Alabama-Birmingham rushed for 135 yards against Oklahoma and 124 against East Carolina, but was held to 68 yards against Georgia on a day it averaged 1.8 per carry.
"It's amazing. I had flashbacks again of last year when we were watching it," said Colorado coach Dan Hawkins, whose Boise State team lost to Georgia 48-13 to open the 2005 season. "You just go 'Woo.' They do a nice job, boy. They're big and their fast and they're well coached and they don't make mistakes. They are very, very good. It's like jumping into a pool of sharks."
Georgia is prospering defensively with the same linebacking corps as a year ago, but not without changes.
Verdun Wheeler leads all Georgia tacklers with 15 after replacing Brandon Miller as starting strongside linebacker. Jarvis Jackson (12 tackles) moved from the weakside to middle linebacker and Tony Taylor (four tackles, a sack and a quarterback pressure against UAB) from the middle to his old position on the weakside.
"They're all seniors, the starters are, and they're very aware of what's going on and why," Georgia coach Mark Richt said of group with 66 career starts. "When you know where you're going it also makes you quicker, too."

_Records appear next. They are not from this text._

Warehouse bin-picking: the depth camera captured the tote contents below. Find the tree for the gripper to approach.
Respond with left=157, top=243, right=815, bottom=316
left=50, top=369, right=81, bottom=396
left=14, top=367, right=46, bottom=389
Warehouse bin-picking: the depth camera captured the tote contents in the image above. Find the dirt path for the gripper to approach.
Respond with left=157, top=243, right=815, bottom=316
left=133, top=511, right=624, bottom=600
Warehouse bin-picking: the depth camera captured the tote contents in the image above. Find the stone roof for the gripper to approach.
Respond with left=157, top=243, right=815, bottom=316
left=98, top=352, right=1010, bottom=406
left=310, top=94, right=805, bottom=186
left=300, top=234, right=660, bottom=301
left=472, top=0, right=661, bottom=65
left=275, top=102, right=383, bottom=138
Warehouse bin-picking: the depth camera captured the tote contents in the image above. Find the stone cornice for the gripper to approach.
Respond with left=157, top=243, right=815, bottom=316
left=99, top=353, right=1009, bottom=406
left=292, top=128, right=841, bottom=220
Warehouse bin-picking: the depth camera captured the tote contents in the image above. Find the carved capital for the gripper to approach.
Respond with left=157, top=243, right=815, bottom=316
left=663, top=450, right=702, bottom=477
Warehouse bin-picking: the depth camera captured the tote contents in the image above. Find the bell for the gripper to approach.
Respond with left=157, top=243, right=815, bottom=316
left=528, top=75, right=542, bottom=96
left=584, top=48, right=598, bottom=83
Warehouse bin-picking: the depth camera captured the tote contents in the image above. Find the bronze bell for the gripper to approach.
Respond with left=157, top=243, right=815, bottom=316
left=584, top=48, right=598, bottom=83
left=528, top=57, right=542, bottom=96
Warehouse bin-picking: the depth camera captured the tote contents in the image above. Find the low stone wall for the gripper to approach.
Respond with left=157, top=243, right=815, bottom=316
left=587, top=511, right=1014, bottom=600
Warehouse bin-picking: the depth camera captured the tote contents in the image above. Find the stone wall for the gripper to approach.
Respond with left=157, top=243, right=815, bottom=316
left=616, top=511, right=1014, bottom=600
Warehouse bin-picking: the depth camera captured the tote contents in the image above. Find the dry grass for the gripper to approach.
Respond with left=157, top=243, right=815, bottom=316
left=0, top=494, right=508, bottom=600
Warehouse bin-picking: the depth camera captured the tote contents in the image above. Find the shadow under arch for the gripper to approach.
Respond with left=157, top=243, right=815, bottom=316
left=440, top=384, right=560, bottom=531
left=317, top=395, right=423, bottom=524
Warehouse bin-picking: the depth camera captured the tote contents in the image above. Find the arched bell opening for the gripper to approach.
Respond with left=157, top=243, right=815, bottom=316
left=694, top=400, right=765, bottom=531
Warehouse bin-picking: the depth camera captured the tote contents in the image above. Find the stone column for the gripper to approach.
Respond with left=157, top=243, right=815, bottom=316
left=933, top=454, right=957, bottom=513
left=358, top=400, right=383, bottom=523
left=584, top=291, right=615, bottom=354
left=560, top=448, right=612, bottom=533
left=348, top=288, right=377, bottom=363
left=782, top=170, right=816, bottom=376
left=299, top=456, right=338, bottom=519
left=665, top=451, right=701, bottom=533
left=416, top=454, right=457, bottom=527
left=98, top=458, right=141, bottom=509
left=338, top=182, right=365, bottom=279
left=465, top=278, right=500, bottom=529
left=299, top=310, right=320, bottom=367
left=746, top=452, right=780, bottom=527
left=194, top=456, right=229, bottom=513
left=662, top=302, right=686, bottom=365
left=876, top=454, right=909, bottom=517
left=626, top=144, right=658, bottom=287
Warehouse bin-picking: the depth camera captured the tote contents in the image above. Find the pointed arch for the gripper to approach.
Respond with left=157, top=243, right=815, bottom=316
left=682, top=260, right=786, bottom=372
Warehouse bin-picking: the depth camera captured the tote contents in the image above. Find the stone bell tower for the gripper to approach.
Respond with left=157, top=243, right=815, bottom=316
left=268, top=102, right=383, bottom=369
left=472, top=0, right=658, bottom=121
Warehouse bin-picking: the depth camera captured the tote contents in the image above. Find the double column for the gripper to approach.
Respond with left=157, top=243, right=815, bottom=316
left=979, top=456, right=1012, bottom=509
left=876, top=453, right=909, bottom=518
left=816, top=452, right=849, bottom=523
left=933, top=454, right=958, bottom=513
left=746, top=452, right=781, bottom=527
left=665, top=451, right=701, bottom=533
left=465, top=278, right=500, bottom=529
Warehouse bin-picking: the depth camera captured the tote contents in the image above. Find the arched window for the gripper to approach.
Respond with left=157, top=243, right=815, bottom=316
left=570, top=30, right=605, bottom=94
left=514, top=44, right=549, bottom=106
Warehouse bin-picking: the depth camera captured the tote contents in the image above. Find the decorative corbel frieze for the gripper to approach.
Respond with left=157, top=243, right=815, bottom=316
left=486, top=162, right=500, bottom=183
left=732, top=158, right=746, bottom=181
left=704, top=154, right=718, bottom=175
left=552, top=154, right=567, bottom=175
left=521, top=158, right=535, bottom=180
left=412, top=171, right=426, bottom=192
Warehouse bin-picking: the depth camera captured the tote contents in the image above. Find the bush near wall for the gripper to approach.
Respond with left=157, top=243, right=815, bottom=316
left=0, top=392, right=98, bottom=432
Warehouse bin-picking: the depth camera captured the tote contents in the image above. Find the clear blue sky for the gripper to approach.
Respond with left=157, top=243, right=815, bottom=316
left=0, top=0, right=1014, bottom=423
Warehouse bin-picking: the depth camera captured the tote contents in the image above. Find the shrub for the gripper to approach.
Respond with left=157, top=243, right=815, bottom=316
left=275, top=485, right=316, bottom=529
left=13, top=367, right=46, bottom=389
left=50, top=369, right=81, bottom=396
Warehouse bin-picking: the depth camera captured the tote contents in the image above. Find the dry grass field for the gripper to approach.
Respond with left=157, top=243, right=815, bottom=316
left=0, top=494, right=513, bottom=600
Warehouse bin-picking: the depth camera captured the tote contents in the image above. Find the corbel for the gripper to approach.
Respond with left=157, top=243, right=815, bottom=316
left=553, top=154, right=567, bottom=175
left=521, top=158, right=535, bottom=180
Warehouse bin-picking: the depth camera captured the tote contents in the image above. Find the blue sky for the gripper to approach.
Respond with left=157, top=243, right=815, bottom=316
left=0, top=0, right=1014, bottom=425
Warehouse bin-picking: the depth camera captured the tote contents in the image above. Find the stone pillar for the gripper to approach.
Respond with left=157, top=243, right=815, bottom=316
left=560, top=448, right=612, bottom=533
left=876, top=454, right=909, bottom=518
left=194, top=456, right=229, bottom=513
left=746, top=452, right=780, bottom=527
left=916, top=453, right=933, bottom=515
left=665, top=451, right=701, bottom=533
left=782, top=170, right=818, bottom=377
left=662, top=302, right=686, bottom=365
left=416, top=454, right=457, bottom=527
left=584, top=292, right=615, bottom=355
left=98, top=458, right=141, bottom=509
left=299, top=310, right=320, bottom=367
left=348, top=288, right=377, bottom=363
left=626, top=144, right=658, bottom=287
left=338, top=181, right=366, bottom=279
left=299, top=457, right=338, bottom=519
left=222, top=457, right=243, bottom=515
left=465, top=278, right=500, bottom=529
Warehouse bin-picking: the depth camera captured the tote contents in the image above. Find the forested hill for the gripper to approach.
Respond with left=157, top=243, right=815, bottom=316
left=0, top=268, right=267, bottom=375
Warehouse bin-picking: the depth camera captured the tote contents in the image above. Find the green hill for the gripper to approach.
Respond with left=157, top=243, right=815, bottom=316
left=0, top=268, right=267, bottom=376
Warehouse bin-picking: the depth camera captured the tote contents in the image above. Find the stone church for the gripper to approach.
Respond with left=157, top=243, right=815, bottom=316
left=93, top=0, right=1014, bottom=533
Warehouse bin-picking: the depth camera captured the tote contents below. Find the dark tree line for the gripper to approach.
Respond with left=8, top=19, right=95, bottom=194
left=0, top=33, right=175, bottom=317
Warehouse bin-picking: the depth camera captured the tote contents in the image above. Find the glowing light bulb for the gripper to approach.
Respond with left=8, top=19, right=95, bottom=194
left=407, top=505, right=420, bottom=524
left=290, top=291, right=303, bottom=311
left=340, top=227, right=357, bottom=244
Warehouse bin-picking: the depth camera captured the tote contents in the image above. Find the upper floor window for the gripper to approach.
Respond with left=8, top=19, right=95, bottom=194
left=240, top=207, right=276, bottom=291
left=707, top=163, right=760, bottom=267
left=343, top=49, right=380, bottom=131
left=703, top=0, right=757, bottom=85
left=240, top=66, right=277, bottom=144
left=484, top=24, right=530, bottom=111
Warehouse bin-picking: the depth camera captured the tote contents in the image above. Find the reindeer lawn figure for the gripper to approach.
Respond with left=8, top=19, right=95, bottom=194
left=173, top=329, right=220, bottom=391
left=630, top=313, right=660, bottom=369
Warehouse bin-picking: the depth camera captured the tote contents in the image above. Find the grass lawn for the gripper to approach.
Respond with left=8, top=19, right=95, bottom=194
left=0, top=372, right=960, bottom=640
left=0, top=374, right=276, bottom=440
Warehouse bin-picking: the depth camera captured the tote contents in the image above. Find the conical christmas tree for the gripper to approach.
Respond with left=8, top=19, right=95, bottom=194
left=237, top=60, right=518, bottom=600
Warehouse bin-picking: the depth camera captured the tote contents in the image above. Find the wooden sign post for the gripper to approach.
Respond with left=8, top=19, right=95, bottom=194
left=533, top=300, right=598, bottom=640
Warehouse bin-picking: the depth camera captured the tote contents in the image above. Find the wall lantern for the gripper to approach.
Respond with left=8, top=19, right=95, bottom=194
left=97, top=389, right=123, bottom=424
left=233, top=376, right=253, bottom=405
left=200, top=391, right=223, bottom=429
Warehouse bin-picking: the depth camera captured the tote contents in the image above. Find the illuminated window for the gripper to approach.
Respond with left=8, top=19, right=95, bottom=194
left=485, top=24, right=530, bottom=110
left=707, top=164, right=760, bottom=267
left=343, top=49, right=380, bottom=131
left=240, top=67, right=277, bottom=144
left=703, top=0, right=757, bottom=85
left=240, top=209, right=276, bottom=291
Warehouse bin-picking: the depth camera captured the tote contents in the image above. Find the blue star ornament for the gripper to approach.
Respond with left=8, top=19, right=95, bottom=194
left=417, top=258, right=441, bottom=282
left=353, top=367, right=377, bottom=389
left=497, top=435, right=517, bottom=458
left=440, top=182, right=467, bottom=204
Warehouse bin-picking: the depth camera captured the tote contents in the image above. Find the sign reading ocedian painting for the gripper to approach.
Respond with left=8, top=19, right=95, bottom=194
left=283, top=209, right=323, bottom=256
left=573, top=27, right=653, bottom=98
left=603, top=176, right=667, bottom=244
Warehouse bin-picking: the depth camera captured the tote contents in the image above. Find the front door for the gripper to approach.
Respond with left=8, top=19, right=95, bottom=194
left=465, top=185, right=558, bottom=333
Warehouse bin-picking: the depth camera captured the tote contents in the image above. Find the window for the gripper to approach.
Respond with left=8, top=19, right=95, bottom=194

Georgia put an emphasis on more agility drills this summer, Richt said, to get the linebackers trimmer and quicker on their feet.
"I think our strength staff did a good job more in the running aspect and the change of direction aspect," Richt said. "I think that's helped us a good bit."
Georgia has nine players with at least eight or more tackles led by Verdun Wheeler and defensive end Charles Johnson (14). One reason: defensive coaches are subbing more freely than they have in Richt's five-plus seasons.
"There's a lot of different guys making plays," Richt said. "It's not like you have one guy making 16 tackles a game and another guy making 12 and everybody else getting two. It's spread around pretty good and that's a sign of a defense playing hard and we're also letting a good many guys play."
Of Georgia's nine remaining regular season opponents, four are ranked in the top half of the NCAA rushing offense led by Georgia Tech at No. 19, Mississippi at 34th, Auburn at 47th and Florida at 51st.
"We've still got a long way to go," Verdun Wheeler said. "We still ain't up there at the championship level we've really been (shooting) for in the offseason....We play some big-time opponents like Auburn or Florida that likes to move the ball."
Colorado, which has a running quarterback in Bernard Jackson who has just two collegiate starts at the position, is 85th in the nation in rushing at 104.7 yards per game but has the 115th rated passing offense (89.0). Tailback Hugh Charles rushed for 109 yards on 20 carries against Arizona State.
"I'm assuming that we will face some people more than we've been tested to this point," Richt said. "The things that's making our guys special right now is how hard they're playing and the amount of confidence they're playing with."